La mission officielle a notamment effectué une visite au chemin de fer transgabonais. Ce devait être l’occasion de poser la première pierre de la construction du dépôt titulaire de Booué dont les études et la réalisation ont été confiées par l’OCTRA à un consortium de firmes belges sous l’égide de Transurb Consult. Notre pays vient par ailleurs de remporter une adjudication internationale pour la fourniture de douze locomotives de manœuvres, formant six unités de traction. C’est la SNCB qui a été chargée de la réception en usine de ces locomotives pour le compte de l’OCTRA. Signalons en outre que Transurb Consult vient d’obtenir une série de contrats où la SNCB participera très activement :

  • l’organisation de stages de toute discipline au profit d’agents de l’OCTRA ;
  • l’analyse hebdomadaire des huiles des moteurs de locomotives diesel (travail effectué à l’AC Salzinnes) ;
  • la fourniture de bancs de tarage (installation de vérification de la puissance des moteurs) destinés aux dépôts de Booué et d’Owendo ;
  • la fourniture de bogies auxiliaires remorqueurs destinés au rapatriement en atelier du matériel roulant ayant déraillé.

Enfin, notre pays négocie actuellement l’étude, la construction et l’assistance au démarrage d’un Centre de perfectionnement des transports terres, destiné à la formation professionnelle du personnel gabonais.

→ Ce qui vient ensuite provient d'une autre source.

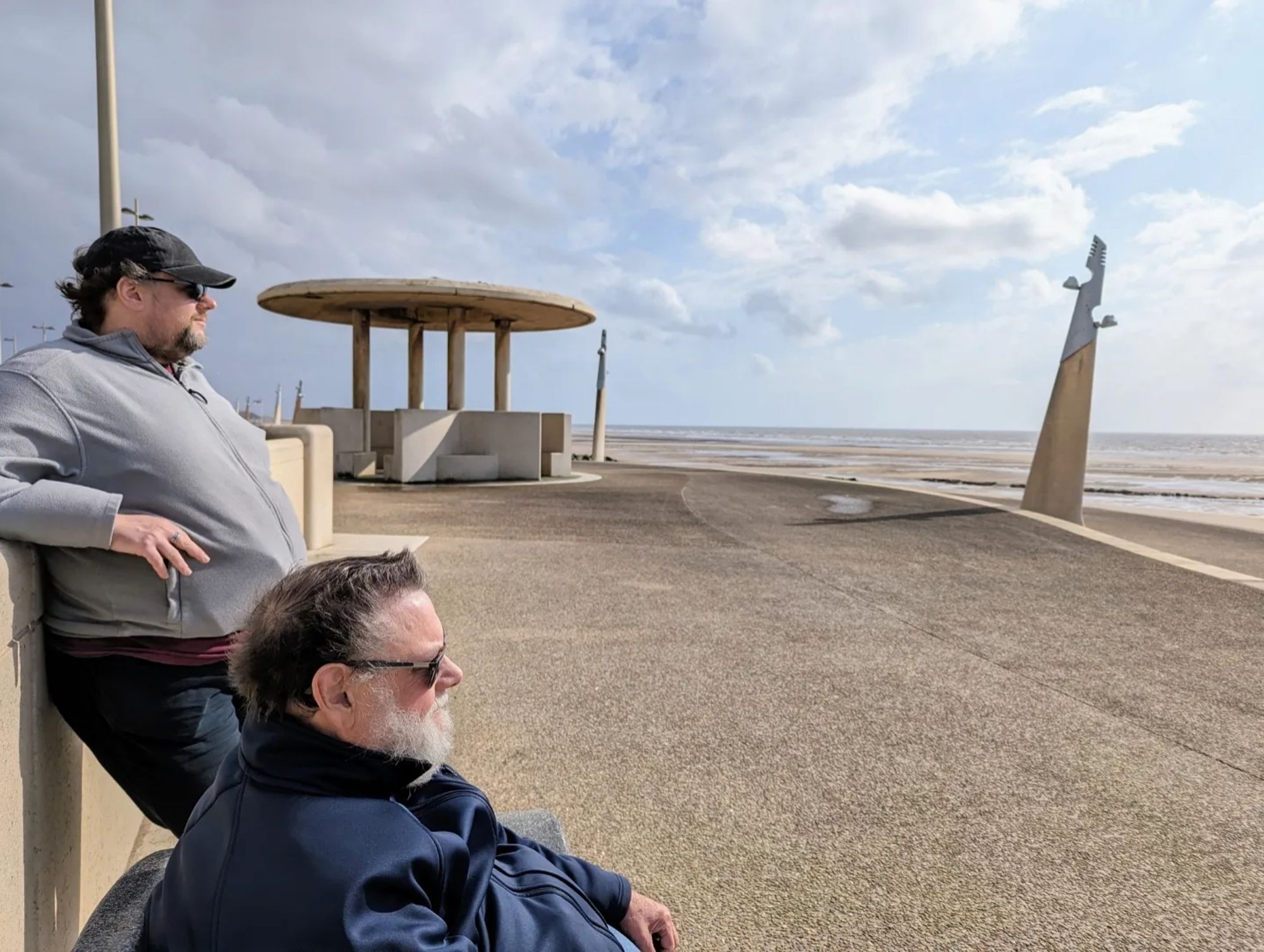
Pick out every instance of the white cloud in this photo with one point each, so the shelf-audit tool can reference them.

 4. L'assistance technique belge à l'OCTRA

La construction de ce chemin de fer fait largement appel à la coopération internationale.

A côté d’une majorité de coopérants français, sept cheminots belges participent à une phase complémentaire mais importante, celle de la formation du personnel technique et d’exploitation de l’OCTRA.

Cinq d’entre eux sont installés près de la capitale (Libreville), les deux autres sont à 340 km, à l’autre bout du réseau.

Ils exercent les fonctions de :

  • responsable de la division infrastructure au département de l’équipement ;
  • responsable de la maintenance signalisation ;
  • chef de service technique au département du matériel roulant ;
  • conseiller technique au Bureau d’organisation du Travail à AC d’Owendo ;
  • spécialiste dieseliste ;
  • adjoint télécommunications ;
  • chef de section de la voie.

Deux d’entre eux nous ont livré leurs impressions que vous pourrez lire ci-après.

 Deux ans de coopération à l'OCTRA

Quand j’y repense, il y a deux ans, je me trouvais en pleine fièvre du grand départ ; départ projeté vers cette Afrique lointaine et inconnue pour moi, qui jamais encore n’avais quitté l’Europe !. Qu’allais-je trouver à mon arrivée au Gabon, pays particulièrement mal connu chez nous ? Je n’en savais rien, et ce ne sont pas les quelques reportages vus à la télévision et que j’avais avidement suivis avant le départ, dans l’espoir quand même de me faire une petite idée de ce qui m’attendait là-bas ; dans l’espoir aussi d’apporter une réponse, fut-elle partielle, à toutes ces questions que consciemment ou inconsciemment je me posais, qui pouvaient m’éclairer. Serai-je à la hauteur de la tâche qui me sera confiée ?

Quelles seront mes conditions de vie, de travail, etc ? Il y avait encore beaucoup d’autres points d’interrogation ! C’était l’aventure ! Avec cette inquiétude de ce que demain sera fait, bien que je m’étais entouré de certaines précautions avant d’apposer ma signature au bas du contrat !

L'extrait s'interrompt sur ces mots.